Habit shifts can define generations as the rare becomes commonplace, the mythical ordinary. Mid-morning conversations with friends in New York as they settle in for sleep, detailed analysis of fauna found on a day’s excursion on an Australian island read over breakfast coffee in Los Angeles. The world shrinks, people say, as their habits change. As what was once extraordinary, the arrival of mail on horseback, becomes a daily ritual, and then scarce again. On a rural route outside of Ithaca the mailman pets the golden retriever through his jeep’s open door, knows the names of every family on his route, holds their letters when they travel. This integration seems mundane to those born a century after mail calls around campfires. Only a decade after that a single envelope hand-addressed is a cause for celebration, the personal effort touching. Stamps whose varied faces once hid beneath pens in every drawer become difficult to find, require lengthy waits in line to purchase. FedEx, revolutionary in it’s global reach and speed, becomes the province of companies, recedes from the individual. Our travels become electronic, or personal. The detailed letter from Thailand wilts under the weight of a thousand blog posts, of Flickr shots uploaded from dodgy connections at the beach.

These shifts, of distance and technology that become those of lifestyle, are not necessarily successful. The automobile created suburbs that became cities in an effort to avoid the use of the automobile that inspired them. The airplane becomes a cubicle with repetition, and the freedom of takeoff that so delighted little boys becomes a sleep trigger. No longer do the passengers peer out and down, watching cars fade into matchbox toys, wondering who all those people are, and where they are headed. The boy no longer looks up from his lawn mower, wondering where all those people are going, up so high in that silver sliver, trailing white across the sky.

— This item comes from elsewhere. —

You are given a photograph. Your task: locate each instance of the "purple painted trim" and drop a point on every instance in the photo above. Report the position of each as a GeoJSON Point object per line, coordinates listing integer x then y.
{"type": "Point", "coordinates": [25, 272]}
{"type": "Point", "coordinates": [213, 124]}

The man in 33A boards patiently. He no longer seeks to be the first in line, no longer jumps at the anticipation of the flight attendant’s newspaper rack. He stows his luggage anywhere, comfortable with magazine and notebook. His movements, long practiced in these tubular confines, have gained an economy of motion, been minimized. Like all such travelers he knows the bathrooms, the coffee spots, and where wifi is at each and every airport. He no longer marvels at the numbers of people heading to Korea, to LA, to Chicago, to Singapore, to Mumbai at any hour of the day, at any time of year. This is how the world works, covered in people constantly re-arranging themselves. All sense of miracle at humanity’s frantic new habit has disappeared.

Perhaps he is correct in this. The technology amazes, as once did the wheel, the steam engine, the railroad, yet underneath the urge to leave, the desire to settle somewhere new, the possibility of better just out of sight has kept people moving for millennia. They have crossed valleys, rivers, oceans, often in no more than their skin, rarely with a plan grander than to go. He crosses the Pacific likewise, back and forth with little certainty, and less consideration. His nonchalance would be epic, save for the other two hundred passengers asleep around him.